The Department of Defense announced today that campaign stars are authorized for wear on the Afghanistan Campaign Medal (ACM) and Iraq Campaign Medal (ICM).



The campaign stars recognize a service member’s particpation in DoD designated campaigns in Afghanistan and Iraq.



Service members, who have qualified for the ACM or ICM, may display a bronze campaign star on their medal for each designated campaign phase in which they participated. The stars will be worn on the suspension and campaign ribbon of the campaign medal.
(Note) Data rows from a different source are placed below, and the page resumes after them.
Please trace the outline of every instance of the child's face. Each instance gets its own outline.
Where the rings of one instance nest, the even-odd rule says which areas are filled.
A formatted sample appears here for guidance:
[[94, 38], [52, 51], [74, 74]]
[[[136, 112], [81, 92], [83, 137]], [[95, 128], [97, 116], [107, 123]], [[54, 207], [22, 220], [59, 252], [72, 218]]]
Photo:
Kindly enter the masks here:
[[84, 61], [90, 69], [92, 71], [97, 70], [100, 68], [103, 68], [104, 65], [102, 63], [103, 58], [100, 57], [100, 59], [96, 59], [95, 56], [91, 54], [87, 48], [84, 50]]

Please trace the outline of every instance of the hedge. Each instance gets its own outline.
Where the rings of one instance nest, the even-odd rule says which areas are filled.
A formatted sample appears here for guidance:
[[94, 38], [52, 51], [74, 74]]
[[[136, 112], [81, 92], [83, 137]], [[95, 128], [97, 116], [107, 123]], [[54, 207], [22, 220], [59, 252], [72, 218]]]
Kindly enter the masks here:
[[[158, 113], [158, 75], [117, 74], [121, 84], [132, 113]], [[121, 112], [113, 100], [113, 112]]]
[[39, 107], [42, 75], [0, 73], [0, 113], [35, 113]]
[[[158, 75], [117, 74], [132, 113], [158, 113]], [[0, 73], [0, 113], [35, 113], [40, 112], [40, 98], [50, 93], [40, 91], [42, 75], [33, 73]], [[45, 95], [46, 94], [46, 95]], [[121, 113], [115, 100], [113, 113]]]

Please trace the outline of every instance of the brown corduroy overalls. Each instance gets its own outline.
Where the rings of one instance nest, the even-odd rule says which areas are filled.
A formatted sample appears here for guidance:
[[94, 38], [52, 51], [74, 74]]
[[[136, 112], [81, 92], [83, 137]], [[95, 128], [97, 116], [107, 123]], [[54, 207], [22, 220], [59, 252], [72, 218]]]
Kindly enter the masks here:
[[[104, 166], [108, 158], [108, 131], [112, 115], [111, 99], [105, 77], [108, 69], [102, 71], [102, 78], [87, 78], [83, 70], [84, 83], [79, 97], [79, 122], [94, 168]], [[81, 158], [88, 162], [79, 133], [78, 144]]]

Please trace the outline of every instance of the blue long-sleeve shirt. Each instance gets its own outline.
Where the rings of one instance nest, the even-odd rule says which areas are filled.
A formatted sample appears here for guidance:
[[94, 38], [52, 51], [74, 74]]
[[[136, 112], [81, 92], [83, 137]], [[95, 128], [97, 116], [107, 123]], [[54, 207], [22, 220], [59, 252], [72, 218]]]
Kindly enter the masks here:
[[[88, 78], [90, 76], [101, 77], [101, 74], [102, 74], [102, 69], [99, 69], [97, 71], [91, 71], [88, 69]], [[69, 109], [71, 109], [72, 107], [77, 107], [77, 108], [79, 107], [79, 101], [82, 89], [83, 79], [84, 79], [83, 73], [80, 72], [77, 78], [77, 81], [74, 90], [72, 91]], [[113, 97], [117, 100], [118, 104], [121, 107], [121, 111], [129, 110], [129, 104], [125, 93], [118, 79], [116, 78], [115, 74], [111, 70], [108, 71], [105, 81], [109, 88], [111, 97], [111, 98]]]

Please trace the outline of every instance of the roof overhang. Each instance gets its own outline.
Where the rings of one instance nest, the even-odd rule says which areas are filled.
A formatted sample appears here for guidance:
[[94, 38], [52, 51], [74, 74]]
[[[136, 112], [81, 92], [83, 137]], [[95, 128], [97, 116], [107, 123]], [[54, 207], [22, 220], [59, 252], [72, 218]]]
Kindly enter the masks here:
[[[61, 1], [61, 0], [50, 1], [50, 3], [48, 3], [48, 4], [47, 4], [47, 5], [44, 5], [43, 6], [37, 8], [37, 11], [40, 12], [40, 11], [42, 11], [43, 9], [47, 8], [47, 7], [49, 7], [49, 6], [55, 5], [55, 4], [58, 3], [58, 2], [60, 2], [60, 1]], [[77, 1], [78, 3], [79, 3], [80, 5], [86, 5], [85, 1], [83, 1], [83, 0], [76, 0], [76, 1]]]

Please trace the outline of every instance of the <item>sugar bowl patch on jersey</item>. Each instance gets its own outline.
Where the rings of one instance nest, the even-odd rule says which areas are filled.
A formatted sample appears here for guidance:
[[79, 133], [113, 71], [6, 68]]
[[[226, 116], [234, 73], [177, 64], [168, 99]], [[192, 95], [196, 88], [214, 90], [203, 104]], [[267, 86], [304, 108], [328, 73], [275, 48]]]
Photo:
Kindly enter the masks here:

The three campaign phases and associated dates established for the ACM are:



(1) Liberation of Afghanistan – Sep. 11, 2001 to Nov. 30, 2001.

(2) Consolidation I – Dec. 1, 2001 to Sep. 30, 2006.

(3) Consolidation II – Oct. 1, 2006 to a date to be determined.



The four campaign phases and associated dates established for the ICM are:



(1) Liberation of Iraq – March 19, 2003 to May 1, 2003.

(2) Transition of Iraq – May 2, 2003 to June 28, 2004.

(3) Iraqi Governance – June 29, 2004 to Dec. 15, 2005.

(4) National Resolution – Dec. 16, 2005 to a date to be determined.



Service members should contact their respective Military Departments for specific implementation guidance.